Long after we have said good-bye, I am still holding the receiver and staring into some vague middle distance. The phone squawks for a while, then eventually falls silent. When I bring the receiver back to my ear, I hear the sound of the sea.

I pass a blank hour before the wardrobe person, Sheila, arrives with the costume and supervises my dressing. I'm guessing she must have small children at home. She tells me to strip to my shorts, and while I do, she watches with total disinterest. Then she hands me one item of the costume at a time, first the undershirt, then the furry white knee-high socks, then the crisp blue dress shirt, all the while narrating her views on street crime as I dress. She holds up the trousers but then retracts them.

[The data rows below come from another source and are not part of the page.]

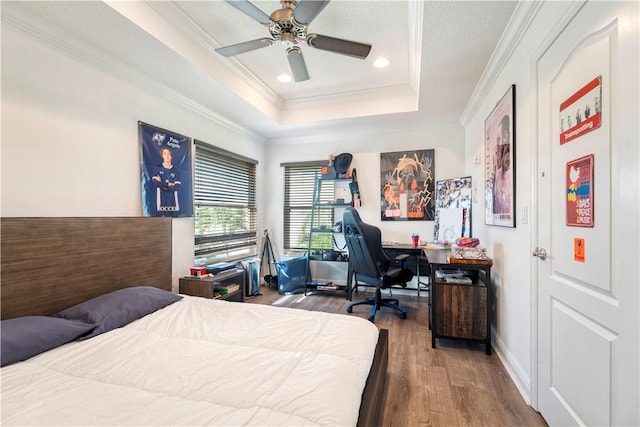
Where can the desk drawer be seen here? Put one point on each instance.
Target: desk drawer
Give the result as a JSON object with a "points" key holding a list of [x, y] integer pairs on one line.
{"points": [[461, 311]]}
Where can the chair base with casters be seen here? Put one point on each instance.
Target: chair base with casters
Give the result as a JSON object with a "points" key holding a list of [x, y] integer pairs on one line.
{"points": [[378, 302], [370, 265]]}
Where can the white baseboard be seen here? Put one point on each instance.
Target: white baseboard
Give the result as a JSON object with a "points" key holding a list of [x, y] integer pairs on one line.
{"points": [[518, 375]]}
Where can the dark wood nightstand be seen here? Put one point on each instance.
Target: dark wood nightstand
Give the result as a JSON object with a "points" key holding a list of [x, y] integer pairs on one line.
{"points": [[204, 287]]}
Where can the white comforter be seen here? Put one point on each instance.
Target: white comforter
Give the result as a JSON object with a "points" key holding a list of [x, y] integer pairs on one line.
{"points": [[200, 362]]}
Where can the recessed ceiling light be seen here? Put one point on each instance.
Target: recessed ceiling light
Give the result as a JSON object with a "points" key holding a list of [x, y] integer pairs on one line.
{"points": [[381, 63]]}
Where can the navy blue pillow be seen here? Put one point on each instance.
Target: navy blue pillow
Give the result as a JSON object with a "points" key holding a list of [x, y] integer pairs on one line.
{"points": [[24, 337], [118, 308]]}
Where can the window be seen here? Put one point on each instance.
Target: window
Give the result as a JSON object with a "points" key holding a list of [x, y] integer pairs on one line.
{"points": [[225, 205], [299, 183]]}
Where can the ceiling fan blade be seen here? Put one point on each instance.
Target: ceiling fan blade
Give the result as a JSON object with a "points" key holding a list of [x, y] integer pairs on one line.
{"points": [[297, 64], [235, 49], [251, 11], [307, 10], [343, 47]]}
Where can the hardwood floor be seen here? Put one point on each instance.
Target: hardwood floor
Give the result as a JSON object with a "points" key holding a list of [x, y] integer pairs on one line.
{"points": [[455, 384]]}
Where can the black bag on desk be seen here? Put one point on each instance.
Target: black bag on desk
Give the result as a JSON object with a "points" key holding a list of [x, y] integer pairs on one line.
{"points": [[292, 275]]}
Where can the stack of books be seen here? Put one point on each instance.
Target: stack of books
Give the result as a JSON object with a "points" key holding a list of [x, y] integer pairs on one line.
{"points": [[225, 288], [453, 276]]}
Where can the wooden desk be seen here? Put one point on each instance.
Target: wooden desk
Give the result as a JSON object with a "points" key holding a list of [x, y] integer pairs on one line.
{"points": [[457, 310]]}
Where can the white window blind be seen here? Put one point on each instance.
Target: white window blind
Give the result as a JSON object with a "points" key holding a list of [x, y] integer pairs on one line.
{"points": [[299, 182], [225, 204]]}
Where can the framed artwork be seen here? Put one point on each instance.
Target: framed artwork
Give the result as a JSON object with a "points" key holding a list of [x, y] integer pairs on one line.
{"points": [[407, 185], [165, 163], [581, 112], [500, 174], [453, 198], [579, 189]]}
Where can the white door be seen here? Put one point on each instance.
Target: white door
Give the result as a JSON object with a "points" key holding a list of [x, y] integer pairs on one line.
{"points": [[588, 219]]}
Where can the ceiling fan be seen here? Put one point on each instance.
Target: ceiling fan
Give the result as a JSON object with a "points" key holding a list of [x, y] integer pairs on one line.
{"points": [[288, 25]]}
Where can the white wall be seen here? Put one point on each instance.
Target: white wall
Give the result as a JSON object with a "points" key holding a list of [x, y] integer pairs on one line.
{"points": [[70, 138], [514, 333]]}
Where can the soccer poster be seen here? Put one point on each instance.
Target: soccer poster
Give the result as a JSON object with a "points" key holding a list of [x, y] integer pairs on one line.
{"points": [[165, 162], [579, 184]]}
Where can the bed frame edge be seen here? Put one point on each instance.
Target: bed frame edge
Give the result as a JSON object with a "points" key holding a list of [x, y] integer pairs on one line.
{"points": [[372, 406]]}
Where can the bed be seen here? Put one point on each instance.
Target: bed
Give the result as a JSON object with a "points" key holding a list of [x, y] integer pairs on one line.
{"points": [[192, 361]]}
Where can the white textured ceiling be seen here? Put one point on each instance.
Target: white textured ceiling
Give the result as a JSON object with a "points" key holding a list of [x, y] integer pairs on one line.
{"points": [[438, 51]]}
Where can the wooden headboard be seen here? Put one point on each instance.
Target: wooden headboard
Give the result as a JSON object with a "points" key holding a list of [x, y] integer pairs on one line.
{"points": [[49, 264]]}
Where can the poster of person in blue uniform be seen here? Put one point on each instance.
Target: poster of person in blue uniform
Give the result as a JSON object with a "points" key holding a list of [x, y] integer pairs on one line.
{"points": [[166, 172]]}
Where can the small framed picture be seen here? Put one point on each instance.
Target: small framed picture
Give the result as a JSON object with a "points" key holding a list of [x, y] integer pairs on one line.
{"points": [[500, 174]]}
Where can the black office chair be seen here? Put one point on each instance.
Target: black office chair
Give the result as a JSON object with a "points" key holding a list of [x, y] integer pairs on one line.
{"points": [[370, 265]]}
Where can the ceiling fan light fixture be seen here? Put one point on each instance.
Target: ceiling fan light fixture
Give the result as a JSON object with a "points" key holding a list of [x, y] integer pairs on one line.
{"points": [[287, 40], [381, 62]]}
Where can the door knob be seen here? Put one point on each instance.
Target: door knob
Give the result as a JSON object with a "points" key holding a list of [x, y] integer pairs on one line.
{"points": [[540, 253]]}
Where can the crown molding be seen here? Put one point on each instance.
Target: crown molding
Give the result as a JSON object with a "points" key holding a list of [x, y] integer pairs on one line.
{"points": [[75, 48], [522, 17]]}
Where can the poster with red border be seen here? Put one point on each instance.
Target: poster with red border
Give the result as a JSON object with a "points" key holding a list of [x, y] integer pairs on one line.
{"points": [[581, 112], [579, 184]]}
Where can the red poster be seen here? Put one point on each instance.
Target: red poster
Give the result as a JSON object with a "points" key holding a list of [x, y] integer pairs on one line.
{"points": [[581, 112], [580, 192]]}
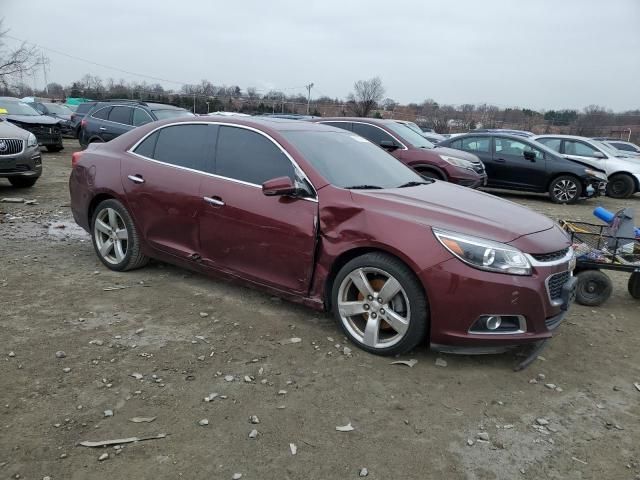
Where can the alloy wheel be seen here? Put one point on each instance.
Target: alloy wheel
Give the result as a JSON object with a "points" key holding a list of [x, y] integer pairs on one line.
{"points": [[565, 190], [373, 307], [111, 236]]}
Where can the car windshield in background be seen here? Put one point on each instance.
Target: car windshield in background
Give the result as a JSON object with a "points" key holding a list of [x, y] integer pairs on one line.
{"points": [[58, 109], [347, 160], [19, 108], [171, 113], [414, 138]]}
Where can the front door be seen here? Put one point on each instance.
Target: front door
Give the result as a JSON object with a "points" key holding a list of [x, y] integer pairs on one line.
{"points": [[162, 181], [269, 240]]}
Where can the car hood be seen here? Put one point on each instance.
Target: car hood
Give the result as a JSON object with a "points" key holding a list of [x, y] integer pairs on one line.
{"points": [[457, 153], [460, 209], [33, 119]]}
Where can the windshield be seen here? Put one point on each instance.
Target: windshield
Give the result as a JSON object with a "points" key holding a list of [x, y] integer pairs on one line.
{"points": [[348, 160], [172, 113], [414, 138], [58, 108], [18, 108]]}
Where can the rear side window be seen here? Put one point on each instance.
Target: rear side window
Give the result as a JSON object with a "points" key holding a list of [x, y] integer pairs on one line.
{"points": [[552, 143], [102, 114], [120, 115], [374, 134], [250, 157], [476, 144], [180, 145]]}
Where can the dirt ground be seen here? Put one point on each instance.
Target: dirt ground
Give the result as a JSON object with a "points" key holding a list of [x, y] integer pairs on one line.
{"points": [[188, 336]]}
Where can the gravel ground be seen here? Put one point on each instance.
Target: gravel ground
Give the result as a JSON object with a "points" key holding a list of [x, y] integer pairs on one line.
{"points": [[161, 341]]}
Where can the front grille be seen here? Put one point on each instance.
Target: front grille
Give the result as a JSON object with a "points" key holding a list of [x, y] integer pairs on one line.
{"points": [[555, 284], [550, 257], [11, 146]]}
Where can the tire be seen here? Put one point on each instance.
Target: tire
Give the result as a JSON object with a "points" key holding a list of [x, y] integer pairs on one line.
{"points": [[402, 320], [594, 288], [20, 182], [634, 285], [112, 223], [620, 186], [565, 189]]}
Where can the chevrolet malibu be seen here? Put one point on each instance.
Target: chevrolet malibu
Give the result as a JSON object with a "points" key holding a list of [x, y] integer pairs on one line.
{"points": [[321, 216]]}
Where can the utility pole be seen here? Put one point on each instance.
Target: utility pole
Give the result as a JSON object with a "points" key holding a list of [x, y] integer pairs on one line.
{"points": [[309, 87]]}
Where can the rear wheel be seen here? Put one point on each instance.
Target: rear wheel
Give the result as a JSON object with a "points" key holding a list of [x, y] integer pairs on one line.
{"points": [[594, 288], [380, 304], [621, 186], [20, 182], [115, 237], [634, 285], [565, 189]]}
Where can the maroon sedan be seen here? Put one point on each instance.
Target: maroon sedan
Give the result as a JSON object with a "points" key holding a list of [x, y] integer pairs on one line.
{"points": [[322, 216], [414, 150]]}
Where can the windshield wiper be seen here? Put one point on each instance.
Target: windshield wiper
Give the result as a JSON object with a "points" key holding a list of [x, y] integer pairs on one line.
{"points": [[414, 184], [363, 187]]}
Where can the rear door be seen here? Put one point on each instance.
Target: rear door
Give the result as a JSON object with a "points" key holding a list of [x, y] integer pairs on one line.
{"points": [[269, 240], [162, 179]]}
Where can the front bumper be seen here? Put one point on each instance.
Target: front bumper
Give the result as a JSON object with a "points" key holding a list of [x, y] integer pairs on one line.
{"points": [[459, 295]]}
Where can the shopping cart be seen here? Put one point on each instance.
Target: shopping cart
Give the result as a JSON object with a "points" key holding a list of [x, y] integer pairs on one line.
{"points": [[596, 249]]}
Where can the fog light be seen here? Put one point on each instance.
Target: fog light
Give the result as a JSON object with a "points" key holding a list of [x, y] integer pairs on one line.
{"points": [[493, 323]]}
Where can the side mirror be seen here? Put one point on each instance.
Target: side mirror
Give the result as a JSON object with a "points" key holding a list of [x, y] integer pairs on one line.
{"points": [[278, 187], [388, 145]]}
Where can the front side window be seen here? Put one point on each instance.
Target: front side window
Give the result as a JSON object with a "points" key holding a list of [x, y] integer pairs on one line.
{"points": [[180, 145], [572, 147], [476, 144], [507, 146], [140, 117], [120, 115], [248, 156]]}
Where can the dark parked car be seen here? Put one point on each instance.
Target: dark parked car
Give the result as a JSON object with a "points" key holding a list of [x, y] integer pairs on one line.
{"points": [[516, 163], [108, 120], [412, 149], [56, 110], [323, 217], [20, 159], [45, 128], [77, 116]]}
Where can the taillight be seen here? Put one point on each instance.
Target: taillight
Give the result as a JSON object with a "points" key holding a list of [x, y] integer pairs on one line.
{"points": [[75, 158]]}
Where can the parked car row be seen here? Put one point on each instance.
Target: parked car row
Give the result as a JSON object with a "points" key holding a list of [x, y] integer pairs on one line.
{"points": [[314, 212]]}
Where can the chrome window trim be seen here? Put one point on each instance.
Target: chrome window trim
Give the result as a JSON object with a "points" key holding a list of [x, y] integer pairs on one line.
{"points": [[221, 177], [522, 325], [404, 147]]}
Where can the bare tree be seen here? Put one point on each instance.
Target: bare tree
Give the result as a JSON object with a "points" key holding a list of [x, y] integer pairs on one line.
{"points": [[366, 95], [17, 62]]}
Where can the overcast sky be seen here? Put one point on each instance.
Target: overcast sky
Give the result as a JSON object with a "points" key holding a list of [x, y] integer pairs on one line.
{"points": [[541, 54]]}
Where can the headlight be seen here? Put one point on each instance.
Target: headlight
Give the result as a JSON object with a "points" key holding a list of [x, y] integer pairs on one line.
{"points": [[484, 254], [457, 162], [596, 174]]}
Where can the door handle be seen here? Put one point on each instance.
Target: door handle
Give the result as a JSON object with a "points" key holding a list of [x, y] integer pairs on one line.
{"points": [[136, 178], [216, 201]]}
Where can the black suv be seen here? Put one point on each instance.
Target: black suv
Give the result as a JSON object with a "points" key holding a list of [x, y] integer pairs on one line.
{"points": [[517, 163], [108, 120]]}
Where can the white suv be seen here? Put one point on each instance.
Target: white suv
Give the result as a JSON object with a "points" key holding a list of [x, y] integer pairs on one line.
{"points": [[622, 171]]}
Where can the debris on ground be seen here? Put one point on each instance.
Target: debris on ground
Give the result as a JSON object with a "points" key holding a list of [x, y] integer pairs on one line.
{"points": [[408, 363]]}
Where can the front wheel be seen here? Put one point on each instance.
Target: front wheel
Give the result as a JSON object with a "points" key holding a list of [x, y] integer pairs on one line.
{"points": [[380, 305], [565, 189], [115, 237], [620, 186], [594, 288]]}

"Do you need to pee first?" she asks.

I assure her I'm fine, but she is unconvinced.

"There's a girdle in here to keep the tail erect. Once we've got you in, you're in for the duration."

She waits while I excuse myself into the adjacent bathroom. I shut the door and then stand at the toilet and urinate, aware as I'm doing so that the sound of my stream is audible in the next room. When I return, Sheila picks up her story where she left off. She picks up the rubber tail, which looks astonishingly like a phallus, except of course that it is roughly three feet long and ends in a point. A fantasy dick, the kind you have in your dreams. It's attached on one end to fabric panels which she wraps and cinches snugly around my waist.